JuliaFolds2 / OhMyThreads.jl

Simple multithreading in julia
https://juliafolds2.github.io/OhMyThreads.jl/
MIT License
130 stars 8 forks source link

Docs: explainer for translating loops to reductions #35

Open MasonProtter opened 7 months ago

MasonProtter commented 7 months ago

Reductions are scary and confusing to beginners, but with a quick explainer, they're actually not that bad. It'd be good to have a docs section that explains the following:

Some general sequential for loop (without early termination or anything special like that) can be thought of as writing

state = some_initial_value
for x in itr
    state = some_function(state, x)
end
return state

this can be straightforwardly translated to foldl as foldl(some_function, itr; initi=some_initial_value), or if we want to make it look more like the for loop, we can write:

foldl(itr; init=some_initial_value) do state, x
    some_function(state, x)
end

This foldl is much easier to parallelize than the for loop because there is a very structured way in which state is passed from one iteration to the next.

The state is not some non-local variable that was initialized outside of the loop and then implicitly modified, but instead, a foldl operates on a two-argument function that takes the previous state as the first argument, and an element of the collection as the second argument, and computes some modified state from that.

There are then two conditions for a foldl to be safely turned into a treduce: 1) some_func must be associative, meaning some_func(x, some_func(y, z)) == some_func(some_func(x, y), z). This is important because for the reduction to be parallelizable, you need to be able to re-partition and change the order in which you traverse the data. 2) the init (if provided) should be a "neutral element" that doesn't change the answer if it's re-initialized. That is, if you write treduce(op, itr; init), it must be legal for me to re-write it like op(treduce(op, itr[begin:end÷2]; init), treduce(op, itr[end÷2+1:end]; init).

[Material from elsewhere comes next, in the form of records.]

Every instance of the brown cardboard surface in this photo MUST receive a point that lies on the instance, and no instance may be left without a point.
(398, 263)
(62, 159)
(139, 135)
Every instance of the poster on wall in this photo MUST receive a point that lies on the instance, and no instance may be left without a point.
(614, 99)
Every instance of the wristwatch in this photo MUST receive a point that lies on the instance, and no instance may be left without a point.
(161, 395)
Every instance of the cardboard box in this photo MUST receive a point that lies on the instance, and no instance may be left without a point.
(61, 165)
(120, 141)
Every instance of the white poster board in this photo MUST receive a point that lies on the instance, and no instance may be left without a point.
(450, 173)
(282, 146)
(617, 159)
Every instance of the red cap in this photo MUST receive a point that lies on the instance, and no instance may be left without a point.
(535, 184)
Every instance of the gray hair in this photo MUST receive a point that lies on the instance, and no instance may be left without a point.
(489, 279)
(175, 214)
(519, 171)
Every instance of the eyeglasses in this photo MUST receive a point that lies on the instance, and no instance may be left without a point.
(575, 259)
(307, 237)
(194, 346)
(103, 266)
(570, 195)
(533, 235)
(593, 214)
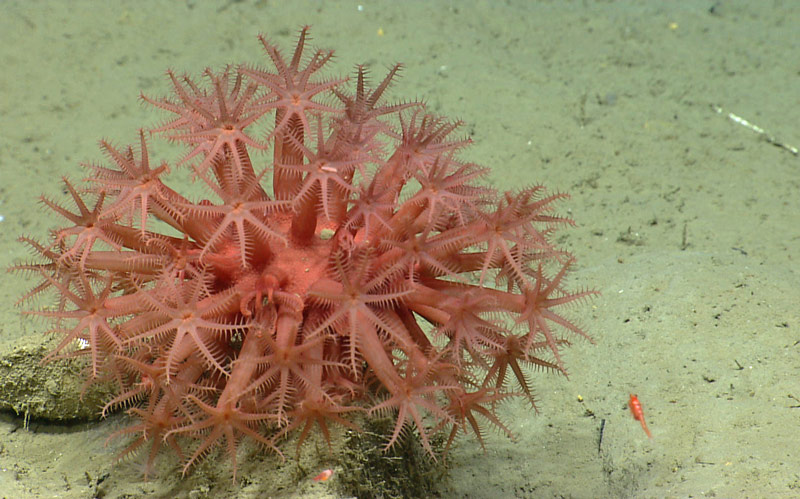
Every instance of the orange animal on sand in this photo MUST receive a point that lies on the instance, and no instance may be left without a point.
(323, 476)
(638, 414)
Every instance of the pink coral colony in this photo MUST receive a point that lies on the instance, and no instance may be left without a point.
(376, 275)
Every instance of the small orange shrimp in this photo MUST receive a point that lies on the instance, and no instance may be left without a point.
(323, 476)
(638, 414)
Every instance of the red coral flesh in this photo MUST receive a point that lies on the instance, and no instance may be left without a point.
(375, 276)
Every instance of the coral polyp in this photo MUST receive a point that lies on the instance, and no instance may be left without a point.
(364, 268)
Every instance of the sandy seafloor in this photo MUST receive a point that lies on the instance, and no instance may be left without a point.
(687, 222)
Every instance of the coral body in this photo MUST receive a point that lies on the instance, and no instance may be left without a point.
(376, 274)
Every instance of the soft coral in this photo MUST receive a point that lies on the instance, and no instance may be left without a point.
(376, 276)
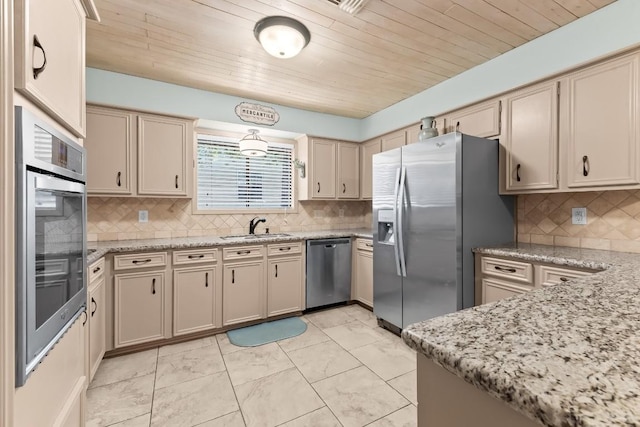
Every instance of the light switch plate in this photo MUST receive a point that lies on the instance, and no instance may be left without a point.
(579, 216)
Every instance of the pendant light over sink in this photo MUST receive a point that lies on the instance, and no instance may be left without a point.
(281, 36)
(252, 145)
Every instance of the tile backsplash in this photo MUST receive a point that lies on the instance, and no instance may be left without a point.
(116, 218)
(613, 220)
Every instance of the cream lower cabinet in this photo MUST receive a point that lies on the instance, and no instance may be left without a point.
(196, 299)
(243, 284)
(531, 138)
(285, 278)
(96, 303)
(363, 272)
(140, 301)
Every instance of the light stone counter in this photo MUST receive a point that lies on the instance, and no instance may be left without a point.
(100, 249)
(567, 355)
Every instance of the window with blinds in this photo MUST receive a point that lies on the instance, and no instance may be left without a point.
(228, 180)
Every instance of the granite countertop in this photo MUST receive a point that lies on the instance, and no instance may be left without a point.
(567, 355)
(100, 249)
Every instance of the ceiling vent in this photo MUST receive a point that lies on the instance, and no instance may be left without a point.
(350, 6)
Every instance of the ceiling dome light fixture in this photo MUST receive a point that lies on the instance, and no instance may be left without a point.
(252, 145)
(281, 36)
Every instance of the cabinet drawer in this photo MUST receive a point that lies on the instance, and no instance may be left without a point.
(508, 269)
(96, 270)
(495, 290)
(549, 276)
(133, 261)
(195, 256)
(284, 248)
(242, 252)
(364, 245)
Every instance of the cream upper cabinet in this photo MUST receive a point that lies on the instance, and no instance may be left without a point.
(531, 138)
(50, 58)
(482, 120)
(323, 169)
(164, 144)
(367, 150)
(601, 124)
(348, 171)
(393, 140)
(109, 143)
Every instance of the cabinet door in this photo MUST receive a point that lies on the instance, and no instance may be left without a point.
(367, 150)
(481, 120)
(602, 124)
(109, 142)
(284, 286)
(348, 171)
(139, 308)
(194, 303)
(393, 140)
(163, 147)
(323, 184)
(242, 292)
(50, 60)
(97, 325)
(364, 277)
(531, 138)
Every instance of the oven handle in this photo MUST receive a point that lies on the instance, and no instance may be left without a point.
(44, 182)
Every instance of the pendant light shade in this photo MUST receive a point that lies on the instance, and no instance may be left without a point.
(252, 145)
(281, 36)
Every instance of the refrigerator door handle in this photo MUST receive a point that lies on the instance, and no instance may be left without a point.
(395, 216)
(400, 231)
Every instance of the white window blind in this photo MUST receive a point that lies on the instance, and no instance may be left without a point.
(230, 180)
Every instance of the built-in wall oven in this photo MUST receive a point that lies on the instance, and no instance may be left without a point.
(50, 238)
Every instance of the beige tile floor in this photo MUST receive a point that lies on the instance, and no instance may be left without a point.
(343, 371)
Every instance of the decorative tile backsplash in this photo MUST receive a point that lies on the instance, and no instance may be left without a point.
(116, 218)
(613, 220)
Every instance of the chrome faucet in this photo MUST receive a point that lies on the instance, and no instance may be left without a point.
(254, 223)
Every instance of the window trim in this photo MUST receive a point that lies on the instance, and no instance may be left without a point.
(230, 136)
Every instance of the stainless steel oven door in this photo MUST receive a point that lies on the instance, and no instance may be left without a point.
(52, 277)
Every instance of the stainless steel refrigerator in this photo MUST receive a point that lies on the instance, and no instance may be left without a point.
(433, 201)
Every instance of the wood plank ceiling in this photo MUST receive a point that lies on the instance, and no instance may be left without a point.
(353, 66)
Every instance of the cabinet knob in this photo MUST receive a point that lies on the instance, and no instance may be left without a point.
(40, 69)
(585, 165)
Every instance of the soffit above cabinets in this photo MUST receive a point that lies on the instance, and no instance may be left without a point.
(355, 65)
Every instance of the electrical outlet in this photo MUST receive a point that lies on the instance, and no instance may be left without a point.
(579, 216)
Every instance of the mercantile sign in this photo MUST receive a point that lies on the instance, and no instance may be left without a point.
(256, 113)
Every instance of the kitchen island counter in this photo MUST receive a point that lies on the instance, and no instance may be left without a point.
(99, 249)
(566, 355)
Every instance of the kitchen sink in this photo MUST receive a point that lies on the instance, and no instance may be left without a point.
(256, 236)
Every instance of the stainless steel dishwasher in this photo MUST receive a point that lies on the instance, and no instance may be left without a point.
(328, 271)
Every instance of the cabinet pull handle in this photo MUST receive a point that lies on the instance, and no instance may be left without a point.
(505, 269)
(585, 165)
(40, 69)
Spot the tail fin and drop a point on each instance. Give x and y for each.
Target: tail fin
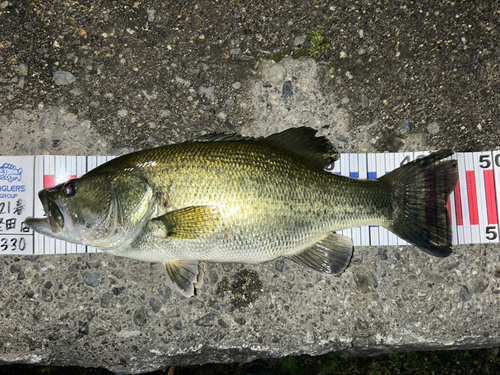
(420, 192)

The function tmapreduce (and treducemap) take an additional argument: a unary function f which is applied to each element of the iterator exactly once (unlike the reducing function). So if you write

tmapreduce(f, op, itr; init)

that becomes

state = init
for x in itr
    state = op(state, f(x))
end
return state

The function tforeach (and also the Base.Threads.@threads macro) is a special case where there is no explicit state being passed and updated from loop iteration to loop iteration, you just execute some function that produces some side effects (like printing or if you're feeling risky, mutating an array).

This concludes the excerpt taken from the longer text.